Montana Banking News
Montana Nonprofit Bank Gets $40 Million in Federal Tax Credits
By Robert Struckman, 10-20-08
The Missoula-based Montana Community Development Corp., a nonprofit bank, received $40 million in tax credits from the U.S. Treasury Department to encourage investment in the state.
“We’ll be able to use this program to help take Montana businesses to the next level,” said MCDC’s David Glaser.
The New Markets Tax Credits can be used to lower financing costs to expand certain businesses and develop infrastructure in low-income census tracts across Montana. The award was the only one granted to a Montana organization out of $3.5 billion granted Monday, and the first awarded to the state in the program’s seven-year history.
“We are thrilled to bring this large allocation of tax credits to Montana,” said MCDC director Rosalie Sheehy Cates.
The tax credits, which can be sold, lower the finance costs on projects. Cates also plans to use some of the proceeds from the tax credits to add cash to a small business loan fund.
According to the Treasure, the tax credit program has successfully spurred economic development in low-income communities. That designation describes Missoula north of the Clark Fork River, essentially, and east of Reserve Street—in other words, most of Missoula. Few places in Montana would not be eligible.
MCDC has a solid history of building finance packages for rural projects, such as a small-log saw mill in Hall, Montana, and a farm in Corvallis and many others.
The tax credits can be used towards a variety of community revitalization efforts. The financing can be applied towards construction costs, working capital, machinery and equipment, fixed assets and certain development of commercial, industrial and retail real estate.
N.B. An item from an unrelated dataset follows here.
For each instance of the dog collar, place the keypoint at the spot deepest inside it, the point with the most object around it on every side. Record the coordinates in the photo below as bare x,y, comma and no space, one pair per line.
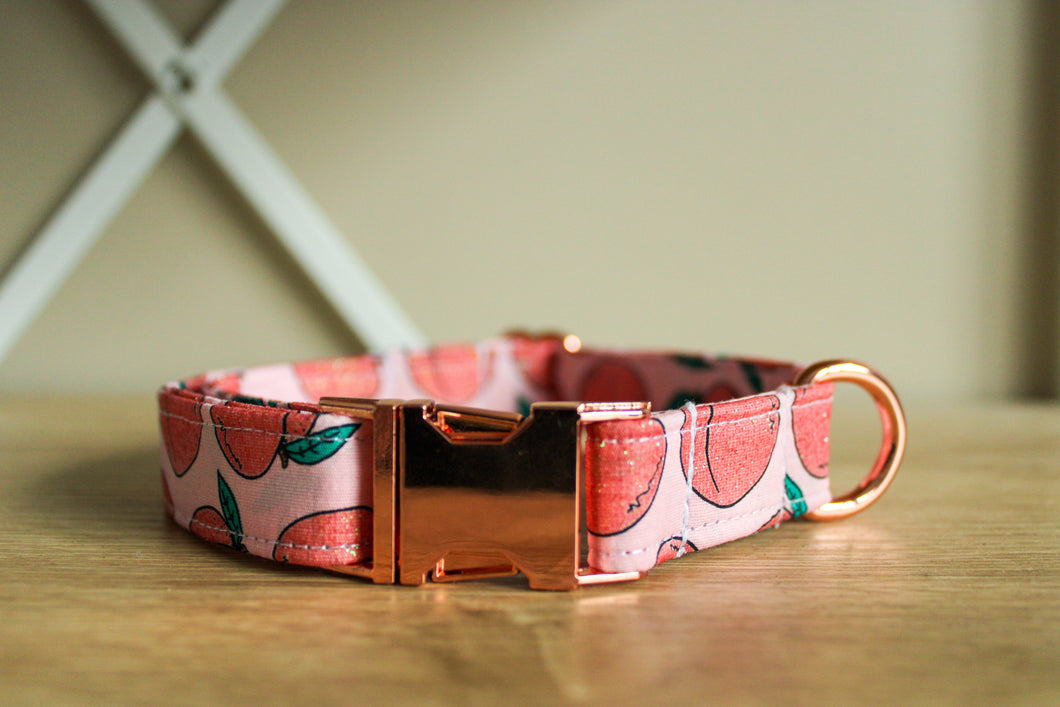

Entities such as MCDC help organize and manage the financing aspects of the project by matching the equity investors with local banks to provide additional project funds. While investors receive a 39% tax credit on their funds, realized over seven years, the overall impact to the financing package is that the project is infused with investment capital that would not be in play without the tax credits, according to the Treasury.